By Culture24 Staff | 15 May 2009
A picture of a skeleton in a museum

The Manchester Museum's latest gallery (above) has five themes. Picture courtesy The Manchester Museum

New galleries at The Manchester Museum, the University of Manchester's neo-gothic portal of T-Rex skeletons and obscenely rare botanical finds, rarely fail to live up to their near two-century heritage.

The Manchester Gallery, cataloguing the city’s changing environment with underwater worlds of coral reefs, a swamp which fuelled the industrial revolution, deserts, ice ages and the academics, soldiers and humble civilians who have figured along the way, looks like being no exception.

Five themes – Journeys, Migration, the Museum, Collectors and Environment – feature an Asian elephant who arrived on foot from Edinburgh in 1872, a Benin City table sold to pay for the capture of the city by British Forces in 1897, a set of jars containing samples from the expedition HMS Challenger made across the world 140 years ago and an altar found in a Roman rubbish pit in 2008.
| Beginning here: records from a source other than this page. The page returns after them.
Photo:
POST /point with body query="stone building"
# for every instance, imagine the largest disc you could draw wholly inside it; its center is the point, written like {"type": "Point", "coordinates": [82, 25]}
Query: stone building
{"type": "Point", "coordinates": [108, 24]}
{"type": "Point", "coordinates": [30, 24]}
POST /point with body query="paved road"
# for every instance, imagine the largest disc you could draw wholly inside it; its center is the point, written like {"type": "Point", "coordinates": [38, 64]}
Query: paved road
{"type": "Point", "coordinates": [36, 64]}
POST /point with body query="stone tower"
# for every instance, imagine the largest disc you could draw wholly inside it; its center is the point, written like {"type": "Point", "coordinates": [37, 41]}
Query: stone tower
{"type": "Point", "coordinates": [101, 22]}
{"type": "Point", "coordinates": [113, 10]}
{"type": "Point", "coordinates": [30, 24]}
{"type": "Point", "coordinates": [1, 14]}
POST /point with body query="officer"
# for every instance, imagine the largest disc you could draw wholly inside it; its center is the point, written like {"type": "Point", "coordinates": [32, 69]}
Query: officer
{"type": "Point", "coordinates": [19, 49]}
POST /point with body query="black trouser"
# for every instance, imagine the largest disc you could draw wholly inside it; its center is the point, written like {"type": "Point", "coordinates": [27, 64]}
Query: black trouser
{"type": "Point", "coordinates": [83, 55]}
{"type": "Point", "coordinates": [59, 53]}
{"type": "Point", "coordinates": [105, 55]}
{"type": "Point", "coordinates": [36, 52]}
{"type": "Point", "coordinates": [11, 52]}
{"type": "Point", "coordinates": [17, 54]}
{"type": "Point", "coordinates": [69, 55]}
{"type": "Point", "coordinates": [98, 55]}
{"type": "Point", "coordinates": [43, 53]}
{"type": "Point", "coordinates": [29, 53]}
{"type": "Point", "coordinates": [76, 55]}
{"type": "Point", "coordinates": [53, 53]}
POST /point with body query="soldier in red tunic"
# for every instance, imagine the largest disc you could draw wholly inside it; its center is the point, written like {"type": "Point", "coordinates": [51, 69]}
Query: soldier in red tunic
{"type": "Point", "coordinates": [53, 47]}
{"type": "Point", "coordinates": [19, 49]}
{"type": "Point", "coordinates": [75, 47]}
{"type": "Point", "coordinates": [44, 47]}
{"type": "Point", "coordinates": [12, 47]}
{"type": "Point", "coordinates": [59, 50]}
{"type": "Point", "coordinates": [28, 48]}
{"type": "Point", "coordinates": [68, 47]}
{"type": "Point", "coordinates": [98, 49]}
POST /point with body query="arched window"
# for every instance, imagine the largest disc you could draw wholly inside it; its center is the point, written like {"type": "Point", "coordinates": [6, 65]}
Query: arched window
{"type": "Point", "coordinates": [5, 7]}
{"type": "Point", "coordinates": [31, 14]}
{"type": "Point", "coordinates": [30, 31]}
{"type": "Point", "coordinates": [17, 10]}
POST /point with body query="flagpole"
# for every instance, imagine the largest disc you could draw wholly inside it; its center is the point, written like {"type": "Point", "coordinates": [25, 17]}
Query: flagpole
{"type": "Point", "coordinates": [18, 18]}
A picture of people looking at cases in a museum

The now-extinct Manchester Moth is part of the show. Picture courtesy The Manchester Museum

Marie Stopes, a 20th century social reformer and pioneering palaeobotanist who was the first woman to be employed to the scientific staff at the University, is profiled alongside collections from Victorian entomologists and Eygptologists, updated by current curators and new work from local schoolchildren, and there's a section for the Manchester Moth, a flutterer named in 1830 which is now thought to be extinct.

A picture of a display in a museum

Important figures from Manchester's history are documented in the new gallery. Picture courtesy The Manchester Museum

Other highlights include a skull and antlers from male Red Deer who lived in Manchester at the end of the last Ice Age, found during the digging of the Manchester Ship Canal at the end of the 19th century, and a headdress from Chinese tribe the Manchu, which was donated by a local resident in 1939.